Psychological Warfare



On top of organizing military integration, Canada is involved in the creation of a ramified network of information offices in Ukraine, many based in universities. The first and principal one in Kiev, called the NATO Information and Documentation Centre, established with the support of the Office of Public Diplomacy in 1997, has been quietly operated by the Canadian government since 2005. The goal is to create elite opinion on the progress made for NATO integration and progress under the Individual Partnership Action Plan, and combat the movement against joining NATO and against the "visits" of U.S. and NATO warships to its Black Sea ports. It forms a base for political and ideological intervention and subversion in the internal affairs of Ukraine.

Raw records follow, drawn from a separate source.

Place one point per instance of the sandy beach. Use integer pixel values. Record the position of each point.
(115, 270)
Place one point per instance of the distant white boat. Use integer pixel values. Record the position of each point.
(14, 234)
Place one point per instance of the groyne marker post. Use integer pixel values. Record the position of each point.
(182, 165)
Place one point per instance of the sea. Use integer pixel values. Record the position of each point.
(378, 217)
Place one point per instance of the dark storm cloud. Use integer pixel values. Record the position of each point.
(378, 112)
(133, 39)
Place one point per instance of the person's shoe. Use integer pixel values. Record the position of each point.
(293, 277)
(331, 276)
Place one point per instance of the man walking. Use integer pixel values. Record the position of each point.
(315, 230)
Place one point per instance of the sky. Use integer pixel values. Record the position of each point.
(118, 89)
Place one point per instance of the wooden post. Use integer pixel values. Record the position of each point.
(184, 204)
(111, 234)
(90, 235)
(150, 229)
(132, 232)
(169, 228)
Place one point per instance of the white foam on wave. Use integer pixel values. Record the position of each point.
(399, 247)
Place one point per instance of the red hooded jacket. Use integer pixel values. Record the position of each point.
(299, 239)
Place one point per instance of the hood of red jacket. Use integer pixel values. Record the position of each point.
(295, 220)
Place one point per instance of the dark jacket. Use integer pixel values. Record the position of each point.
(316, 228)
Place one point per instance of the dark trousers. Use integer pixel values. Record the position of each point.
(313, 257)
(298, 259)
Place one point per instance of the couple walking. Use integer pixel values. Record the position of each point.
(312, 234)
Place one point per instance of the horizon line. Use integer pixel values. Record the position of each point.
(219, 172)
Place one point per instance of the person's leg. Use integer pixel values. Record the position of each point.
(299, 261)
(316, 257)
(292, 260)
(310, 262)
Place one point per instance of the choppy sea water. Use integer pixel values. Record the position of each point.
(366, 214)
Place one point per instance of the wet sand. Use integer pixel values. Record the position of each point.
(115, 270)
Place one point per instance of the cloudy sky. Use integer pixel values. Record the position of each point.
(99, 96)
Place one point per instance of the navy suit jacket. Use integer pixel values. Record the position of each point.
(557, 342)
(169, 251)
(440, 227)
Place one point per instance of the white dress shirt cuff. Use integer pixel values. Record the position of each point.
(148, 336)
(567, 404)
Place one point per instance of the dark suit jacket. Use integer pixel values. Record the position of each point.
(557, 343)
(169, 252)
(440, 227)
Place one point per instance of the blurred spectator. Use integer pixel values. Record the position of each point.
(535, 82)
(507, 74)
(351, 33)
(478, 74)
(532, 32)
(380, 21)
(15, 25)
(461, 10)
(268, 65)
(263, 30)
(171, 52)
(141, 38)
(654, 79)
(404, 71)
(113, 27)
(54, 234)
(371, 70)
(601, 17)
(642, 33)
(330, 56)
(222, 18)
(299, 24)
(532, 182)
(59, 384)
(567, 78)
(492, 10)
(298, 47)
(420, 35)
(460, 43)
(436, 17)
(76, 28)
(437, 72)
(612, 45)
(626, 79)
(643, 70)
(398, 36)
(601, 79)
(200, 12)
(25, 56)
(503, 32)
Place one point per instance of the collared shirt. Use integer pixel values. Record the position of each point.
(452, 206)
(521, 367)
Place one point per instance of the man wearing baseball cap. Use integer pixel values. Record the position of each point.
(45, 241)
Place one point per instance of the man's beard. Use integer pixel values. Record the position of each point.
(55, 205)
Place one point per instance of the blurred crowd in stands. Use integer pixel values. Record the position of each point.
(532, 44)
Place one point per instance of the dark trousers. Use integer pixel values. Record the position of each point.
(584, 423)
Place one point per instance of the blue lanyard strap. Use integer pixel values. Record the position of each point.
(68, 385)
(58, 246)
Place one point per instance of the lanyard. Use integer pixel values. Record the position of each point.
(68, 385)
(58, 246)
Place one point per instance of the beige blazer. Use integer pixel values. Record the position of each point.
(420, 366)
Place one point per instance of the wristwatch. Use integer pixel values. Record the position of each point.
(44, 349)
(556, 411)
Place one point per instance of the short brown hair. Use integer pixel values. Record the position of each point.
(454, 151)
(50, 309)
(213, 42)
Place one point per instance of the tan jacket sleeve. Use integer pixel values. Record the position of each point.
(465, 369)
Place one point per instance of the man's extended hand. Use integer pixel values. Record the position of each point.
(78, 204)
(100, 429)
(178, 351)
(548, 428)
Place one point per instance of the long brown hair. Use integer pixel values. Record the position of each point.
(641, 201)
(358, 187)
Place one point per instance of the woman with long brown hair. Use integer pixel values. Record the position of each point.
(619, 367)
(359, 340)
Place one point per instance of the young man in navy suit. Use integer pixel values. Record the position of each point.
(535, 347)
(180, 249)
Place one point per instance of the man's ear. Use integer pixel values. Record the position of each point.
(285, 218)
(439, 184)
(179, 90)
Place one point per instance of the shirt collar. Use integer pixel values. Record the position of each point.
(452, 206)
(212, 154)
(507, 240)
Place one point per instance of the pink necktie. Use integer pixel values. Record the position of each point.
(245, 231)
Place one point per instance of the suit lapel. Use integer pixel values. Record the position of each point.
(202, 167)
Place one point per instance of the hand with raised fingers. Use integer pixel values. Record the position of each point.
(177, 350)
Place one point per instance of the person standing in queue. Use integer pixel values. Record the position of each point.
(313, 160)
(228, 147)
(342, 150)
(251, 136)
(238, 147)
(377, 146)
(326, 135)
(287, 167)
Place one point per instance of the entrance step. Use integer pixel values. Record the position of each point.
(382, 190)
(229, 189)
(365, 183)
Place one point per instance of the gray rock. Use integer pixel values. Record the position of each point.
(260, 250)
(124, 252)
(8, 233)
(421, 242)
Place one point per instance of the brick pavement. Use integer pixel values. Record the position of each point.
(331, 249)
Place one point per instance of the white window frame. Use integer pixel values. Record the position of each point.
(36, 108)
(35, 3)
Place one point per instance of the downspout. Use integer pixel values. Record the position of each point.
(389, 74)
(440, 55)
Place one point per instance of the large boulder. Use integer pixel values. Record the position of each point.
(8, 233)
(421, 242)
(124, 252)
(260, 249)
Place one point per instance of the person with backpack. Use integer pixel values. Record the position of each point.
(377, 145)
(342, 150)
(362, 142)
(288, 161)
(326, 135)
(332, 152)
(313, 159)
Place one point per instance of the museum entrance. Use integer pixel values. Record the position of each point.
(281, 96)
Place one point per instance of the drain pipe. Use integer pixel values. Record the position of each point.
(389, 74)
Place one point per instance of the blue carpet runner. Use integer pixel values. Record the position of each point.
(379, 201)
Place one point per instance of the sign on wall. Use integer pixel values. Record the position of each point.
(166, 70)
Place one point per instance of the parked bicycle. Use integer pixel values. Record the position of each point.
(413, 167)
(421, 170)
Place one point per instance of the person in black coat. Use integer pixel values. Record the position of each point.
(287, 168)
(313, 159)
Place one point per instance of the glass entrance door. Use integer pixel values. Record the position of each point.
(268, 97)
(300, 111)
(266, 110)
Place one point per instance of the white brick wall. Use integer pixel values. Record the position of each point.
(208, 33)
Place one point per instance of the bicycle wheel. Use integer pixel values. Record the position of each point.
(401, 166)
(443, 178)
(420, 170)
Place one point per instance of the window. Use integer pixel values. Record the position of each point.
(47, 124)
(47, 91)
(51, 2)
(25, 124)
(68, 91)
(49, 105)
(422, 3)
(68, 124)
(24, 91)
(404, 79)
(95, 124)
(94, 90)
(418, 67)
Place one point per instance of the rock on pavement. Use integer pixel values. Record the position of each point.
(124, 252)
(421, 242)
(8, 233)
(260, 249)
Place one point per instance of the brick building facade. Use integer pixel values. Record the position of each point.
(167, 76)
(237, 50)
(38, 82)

The Canadian-operated NATO Information and Documentation Centre, co-sponsored the Kiev Security Forum of Arseniy Yatsenyuk's Open Ukraine Foundation inaugurated in September 2007 with funds from the German Marshall Fund, the U.S. and Polish embassies, banking and financial firms, and such oligarchs as Viktor Pinchuk, who has intimate connections to the Clintons (being the largest foreign donor to the Clinton Foundation), Tony Blair and Chrystia Freeland, whom he employed as moderator of his Yalta Economic summits and his "Ukraine Lunch" at the Davos Summit. The Forum provided a high profile platform to boost the political credibility of Yatsenyuk, known as a "technocrat" who was openly designated by the U.S. State Department in 2014 to become prime minister ("Yats is our man," as Victoria Nuland put it), illustrating how political and ideological intervention and subversion accompanies military integration and "interoperability." The Halifax International Security Forum, inaugurated in 2009 by the German Marshall Fund with financing from the Department of National Defence, and falsely presented as a uniquely Canadian initiative by the regional and national media, was modelled directly on the Kiev Forum and organized by the same American cadre: David Van Praagh, head of the Balkan Trust, who has dual U.S.-Canadian citizenship and is former senior policy advisor to MacKay (2005-6) and David J. Kramer, president of Freedom House from 2010 and now with the McCain Institute. Kramer was a political appointment in the Bush administration in the Condoleezza Rice-led State Department as the Deputy Assistant Secretary of State for European and Eurasian Affairs, responsible for Russia, Ukraine, Moldova and Belarus affairs from July 2005 to March of 2008.

Since December 2008 the Kiev Security Forum has been headed by Natalia Nemyliwska, who went to school at the University of Toronto and served in the Ontario Liberal government before going to Ukraine. She was then appointed first deputy Director, NATO Information and Documentation Centre, Kiev, Ukraine, and Acting Director of the Centre in June 2009. She was appointed the Director of the Centre in February 2011. Her official biography from the Kiev Security Forum states, "She speaks English and Ukrainian fluently, with a good working level of Russian." See here .

Training and Exercises in Information Warfare and Psychological Operations

Officials tell media that as part of the current mission of the Trudeau government, the Canadian military has been given "an up-close look at hybrid warfare techniques such as signals jamming and cyber-attacks on electrical grids" allegedly used by "separatists" -- as if the Canadian Forces too are benefiting from their Ukrainian "colleagues." CF Information Warfare is in fact long-standing, as seen in military operations against the Indigenous peoples in Oka, Ipperwash and Gustaffsen Lake as well as its internal 2007 manual on counter-insurgency. CF Information Warfare doctrine also provides for the organized involvement of NGOs in military operations. On September 4, 2014 the Harper government advanced $1 million through NATO Trust Funds "to build up Ukrainian command and control and communications and computer capabilities to implement NATO standards throughout the Ukrainian Armed Forces."[1]

This training also includes:

- A military propaganda campaign to promote the psychosis that any criticism of the Canadian, U.S. and NATO build-up constitutes "Russian disinformation" and "fake news."

- Canada's training of military police and the new National Police Force, announced in July 2015, and the creation of U.S.-style SWAT teams called KORD in Special Ops and Black Ops.

To this end, Canada sponsors, under the pretext of human rights, a small Crimean Tatar organization (Mejhlis) linked to the pan-Turkic strategy of Erdogan's Turkey -- with an allied para-military force of an estimated 350 "Tafriki" terrorists from Crimea who have fought in Syria -- that was designated as a terrorist organization by Russia. Before the plebiscite of the people of Crimea to join the Russian Federation in 2014, one can search in vain for a single word uttered by any Canadian politician on behalf of the Crimean Tatars.

Note

1. This is also part of developing interoperability between Ukraine and NATO communication and information systems, i.e., channels for transmitting and sharing military and political information. To prove its commitment to Euro-Atlantic integration, Ukraine agreed to transfer classified military information to NATO intelligence divisions. The plan also provided for upgrading state telecommunication and information systems where NATO classified information may pass, in accordance with NATO requirements and standards. Under the pretext of "information security," the Ukrainian military were also invited to "exchange classified information with NATO on military planning and reform."